ENEE 646 midterm project. Implementation of the Cortex-A53 memory system using a virtual memory simulator with a time scale to reveal the key steps such as instruction fetch, address generation and computation, tag searches in level 1and 2 caches, TLBs, page faults, and virtual to physical address translations.
For instruction fetches, a program counter (PC) should be used. It is incremented each count or it is updated by a branch instruction. The PC should be initialized to an address of a certain point of the program. A new pair of instructions are fetched for each new address in the PC. At random points in the time scale, the next instruction location should be randomly modified with the use of a branch instruction to generate instruction misses in various levels of the memory hierarchy. The simulation is carried out as a "virtual" fetch to avoid dealing with 32-bit physical addresses.
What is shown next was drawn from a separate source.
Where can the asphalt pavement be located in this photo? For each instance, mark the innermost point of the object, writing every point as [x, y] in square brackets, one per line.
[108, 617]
For operand fetches, up to 4 operands, each 64-bit long, may be loaded (stored) at a time from (into) L1 data cache into (from) a 32-register, 64-bit scratchpad over a 256-bit databus. Both the timing and reference addresses of load and store instructions should be randomized. As in instruction fetches, the actual process of loading or storing data in and out of the scratchpad registers need not be simulated. Cache hits and misses and page faults due to operand fetches are calculated.
The simulator is tested using “virtual programs”. Each instruction is represented by a 40-bit triple: (opcode, oprcount/bcondition, opraddress/brnaddress).
The cache search sequence is followed by the description in Hennessy's Computer Architecture.
The LRU structure is achieved by two arrays. Here the unified TLB is used as an example. Each block is associated with one example of a structure to store the TLB tag, page number corresponding to the TLB tag, and if there’s such data stored in the unit. Another array of the whole unified TLB unit is used to store the time stamp for recognition of the last used time of each block.